Nos dias que antecederam o 1º de abril (de 1964), a agitação deixava todos dirigentes sindicais e políticos tensos. O comício da Central do Brasil, de 13 de março, criara um misto de confiança e ao mesmo tempo de preocupação sobre que rumo o País tomaria. Cada setor da sociedade tinha uma avaliação particular de qual seria o caminho. A imprensa corporativa, como sempre, semeavam provocações e boatos sacudiam os noticiários dos jornais, do rádio e da televisão, que nessa época ainda engatinhava.  O Comando Geral dos Trabalhadores (CGT), de há muito, vinha se reunindo com regularidade, com o objetivo de avaliar a situação e organizar a resistência ao golpe que, na opinião de vários diigentes, “estava em marcha”.
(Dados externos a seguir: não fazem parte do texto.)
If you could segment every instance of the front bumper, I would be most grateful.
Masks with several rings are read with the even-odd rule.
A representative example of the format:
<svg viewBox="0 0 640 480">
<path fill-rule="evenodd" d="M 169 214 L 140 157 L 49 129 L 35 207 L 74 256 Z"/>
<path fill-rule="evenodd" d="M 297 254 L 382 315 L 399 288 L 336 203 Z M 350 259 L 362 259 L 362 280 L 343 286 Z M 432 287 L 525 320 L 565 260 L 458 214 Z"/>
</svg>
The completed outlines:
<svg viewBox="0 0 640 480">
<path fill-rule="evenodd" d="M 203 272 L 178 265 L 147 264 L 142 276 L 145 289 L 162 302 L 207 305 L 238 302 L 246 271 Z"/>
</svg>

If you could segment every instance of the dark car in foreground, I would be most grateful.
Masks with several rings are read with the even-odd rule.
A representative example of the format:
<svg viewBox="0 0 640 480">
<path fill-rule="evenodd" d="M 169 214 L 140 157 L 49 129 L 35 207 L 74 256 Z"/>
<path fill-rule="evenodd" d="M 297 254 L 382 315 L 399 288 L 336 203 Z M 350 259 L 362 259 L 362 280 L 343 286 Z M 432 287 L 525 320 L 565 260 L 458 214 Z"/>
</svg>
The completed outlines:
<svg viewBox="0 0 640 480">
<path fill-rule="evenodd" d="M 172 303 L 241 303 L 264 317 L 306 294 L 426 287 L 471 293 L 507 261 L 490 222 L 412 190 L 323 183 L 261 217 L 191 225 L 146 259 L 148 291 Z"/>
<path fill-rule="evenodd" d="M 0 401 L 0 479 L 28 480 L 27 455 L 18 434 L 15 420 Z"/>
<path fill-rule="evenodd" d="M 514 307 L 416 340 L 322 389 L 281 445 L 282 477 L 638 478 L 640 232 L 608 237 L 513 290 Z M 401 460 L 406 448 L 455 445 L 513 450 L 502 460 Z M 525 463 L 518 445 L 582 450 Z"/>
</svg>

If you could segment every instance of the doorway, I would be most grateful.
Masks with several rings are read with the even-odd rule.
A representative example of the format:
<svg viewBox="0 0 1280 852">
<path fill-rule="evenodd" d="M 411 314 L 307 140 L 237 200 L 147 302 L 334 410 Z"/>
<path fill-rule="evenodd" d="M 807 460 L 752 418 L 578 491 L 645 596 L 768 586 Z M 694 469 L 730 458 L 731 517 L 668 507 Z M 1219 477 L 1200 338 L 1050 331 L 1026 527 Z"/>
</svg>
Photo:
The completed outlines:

Na sede da Confederação Nacional dos Trabalhadores na Indústria (CNTI), a maior organização laboral da América Latina, o entra e sai era constante. A cada minuto chegava nova informação sobre a situação. Os dirigentes do CGT, o portuário Osvaldo Pacheco, os tecelões Clodesmidt Riani, e Hércules Correia, o marceneiro Roberto Morena, o metalúrgico Benedito Cerqueira e o ferroviário e deputado federal Batistinha, estavam em contato permanente com o comitê de crise formado pelos partidos políticos e pela Frente Parlamentares Nacionalistas e representantes do governo, com o objetivo de se informar sobre o andamento da crise.

Em vista do agravamento da situação, o CGT convocou uma reunião de emergência no dia 29 de março, para avaliar a correlação de forças em relação aos setores golpistas, na Guanabara liderados pelo governador Carlos Lacerda, que no dia 19 liderara a “Marcha com Deus pela Família” e se articulavam para derrubar o presidente João Goulart e instituir uma ditadura no País. Participei dessa reunião como representante dos gráficos do então Estado da Guanabara. Naquela reunião foi discutida a proposta do deputado Leonel Brizola, – líder da Rede da Legalidade em 196 – de implantação do Estado de Sítio pelo governo João Goulart. A maioria das principais lideranças das forças democráticas e progressistas se posicionou contra tal proposta, endossando a argumentação do líder do PCB, Luis Carlos Prestes, de que “historicamente o Estado de Sítio sempre foi contra a classe trabalhadora”.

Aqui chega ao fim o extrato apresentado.